Marc Graciano, la pucelle à l’oreille

Jeanne d’Arc, figure récurrente dans l’œuvre de l’auteur, revient avec «le Tombeau» et son vieil ermite confesseur.
Autant «Johanne» était un livre de la jeunesse, autant «le Tombeau» se place du côté du souvenir. (Hulton Archive/Getty Images)
publié le 5 mai 2024 à 10h51

A l’issue de Johanne (Le Tripode, 2021), nous l’avions quittée l’enfance derrière elle et guerrière devenue, à une nuit d’atteindre Chinon et de retrouver le Dauphin dans la «lumière noëlle» d’un jour de l’an 1429. Qu’allait-il se passer ensuite ? L’histoire le sait, mais Marc Graciano n’écrit pas l’histoire ou pas comme on l’enseigne dans les manuels ; il écrit des romans (une dizaine depuis Liberté dans la montagne chez Corti en 2013) et parfois des poèmes dans sa langue propre, une langue le plus souvent faite de phrases noueuses et de mots vieillis ou inusités, à contre-courant, hors saison et sans pareille. Ses retours d’orfèvre sont toujours une joie, un rendez-vous, car l’on assiste semble-t-il avec lui – sentiment finalement assez rare – à l’édification en temps réel d’une œuvre (terme qu’il n’affectionne pas tellement lui-même). Le Tombeau en constitue la plus récente pierre et fait de Jeanne d’Arc une figure récurrente sans qu’il s’agisse d’une suite, du moins pas comme la bonne logique l’aurait voulu (levée du siège d’Orléans, sacre de Charles VII à Reims, procès, etc.). Plutôt que de suivre docilement l’icône, Graciano remet l’ouvrage sur le métier, fait un pas en arrière, se déplace, tourne autour et observe son objet de loin, à la dérobée, pour en révéler de nouveaux contours. En témoigne l’instance narrative : là où Johanne montrait les choses par le truchement d’un jeune écuyer, le Tombeau opte pour le regard d’un «vieil ermite», «celui qui a peut-être le mieux connu Johanne», son confesseur.

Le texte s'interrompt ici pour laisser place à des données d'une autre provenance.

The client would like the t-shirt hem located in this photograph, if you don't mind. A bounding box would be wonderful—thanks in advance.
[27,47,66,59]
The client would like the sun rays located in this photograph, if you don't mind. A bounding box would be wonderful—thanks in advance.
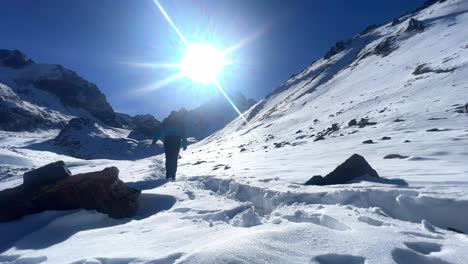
[122,0,266,124]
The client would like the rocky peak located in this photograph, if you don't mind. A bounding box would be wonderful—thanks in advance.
[0,49,34,69]
[33,65,118,126]
[406,18,426,32]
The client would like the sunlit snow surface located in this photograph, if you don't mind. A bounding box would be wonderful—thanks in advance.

Beaucoup d’oiseaux circulent (alouettes, merles, grives…)

Jeanne est morte sur le bûcher voilà des années et sa mémoire hante notre homme reclus sur les hauteurs de Domrémy. Autant Johanne était un livre de la jeunesse (l’un des aspects qui intéresse le plus Graciano, la dimension rimbaldienne du personnage), autant le Tombeau se place du côté du souvenir. «Je me souviens image de la première fois que l’ai vue»… sont ses premiers mots et chaque chapitre tient sa forme en une longue phrase toute d’incises et d’adverbes. Le roman relève cette fois moins de la progression que du bout-à-bout, même s’il est ascensionnel à sa manière – d’un martyre à l’autre, l’ermite, «besogneux de Dieu», portera à son tour sa croix. Le Tombeau n’est pourtant pas un texte sombre : beaucoup d’oiseaux y circulent (alouettes, merles, grives…), à commencer par la fauvette à tête noire de la couverture, œuvre de Georges Peignard. Avec Graciano, il faut en revenir à la racine des mots et à leurs différentes acceptions : en peinture, un «tombeau» représente l’ensevelissement du Christ, mais il peut s’agir, en poésie et en musique, d’une composition en l’honneur d’un artiste. C’est ainsi peut-être davantage comme cela qu’on comprendra le titre, en hommage et en recueillement, en pièce «inspirée de» dans laquelle on pourra au passage trouver de l’autoportrait, quelques mois après les «haïkus berrichons» de Noirlac (du nom du hameau où l’écrivain a élu domicile, en face d’une abbaye cistercienne). On y lisait : «bientôt je ne serai plus/ qu’un vieux/ qui pêche au bord du Cher». Qui est l’ermite du Tombeau ? Cet anonyme qui, certains «matins d’automne», lorsque pépient les geais, croit entendre un signe de Johanne, «ce qui, chaque fois, me donne envie de pleurer tendrement».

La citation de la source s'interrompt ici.